With a range of 5,000 km, the Agni-5 is almost an ICBM that can reach China from anywhere in India. Agni-5 was last tested in December 2016. Initially it was suspected that the Agni-5 missile would be equipped with multiple warheads or even with multiple independent re-entry vehicles (MIRV). So far, however, there have been no reports that this assumption is true. Such equipment would also reduce the range due to its weight. Missiles with MIRV capabilities would contradict the minimum deterrent doctrine and risk an arms race in the region. However, China's announcement that it will equip some of its ICBMs with MIRV, as well as Pakistan's missile test with MIRV, could strengthen those in the military-industrial complex that prefer this development.
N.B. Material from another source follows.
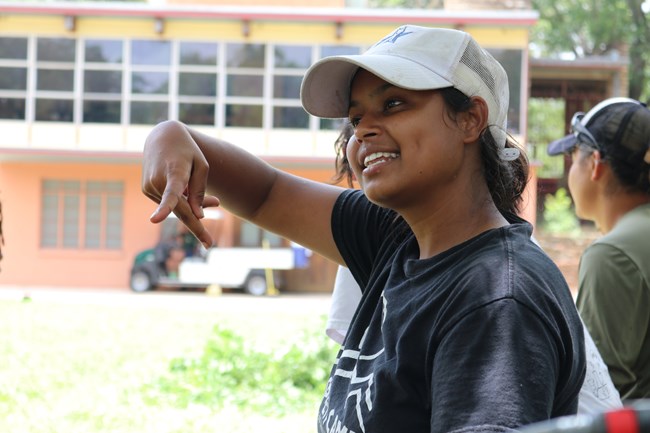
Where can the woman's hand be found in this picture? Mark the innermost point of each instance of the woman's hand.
(174, 175)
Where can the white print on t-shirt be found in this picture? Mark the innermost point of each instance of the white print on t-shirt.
(360, 385)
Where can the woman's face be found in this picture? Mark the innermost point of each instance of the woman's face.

Allegedly an Agni-6 - a true ICBM with a range of 8,000-10,000 km - is planned that could also be launched by submarines, but this claim could be exaggerated.

The old sea-based Dhanush short-range missile is of little use because the launch would have to be too close to the Pakistani or Chinese coast. So the ship would be vulnerable. As a replacement, India has built the new Arihant nuclear submarine, which can fire 12 nuclear missiles of the type K-15 (Sagarika). However, the submarine is still in the testing phase. A second submarine (Aridhaman) is being built. India may build a total of three or four submarines and a new base for them near Rambilli on the east coast.

Two nuclear weapons are being developed for these submarines: K-15 has a relatively short range of 700 km, while K-4 already has a range of around 3,000 km. This makes the K-4 missile more important for India because it could reach Islamabad and large parts of China. The K-4 was last tested in March 2016. The Arihant submarine can be equipped with four K-4 missiles, each with only one warhead. Future submarines may be able to carry twice as many missiles.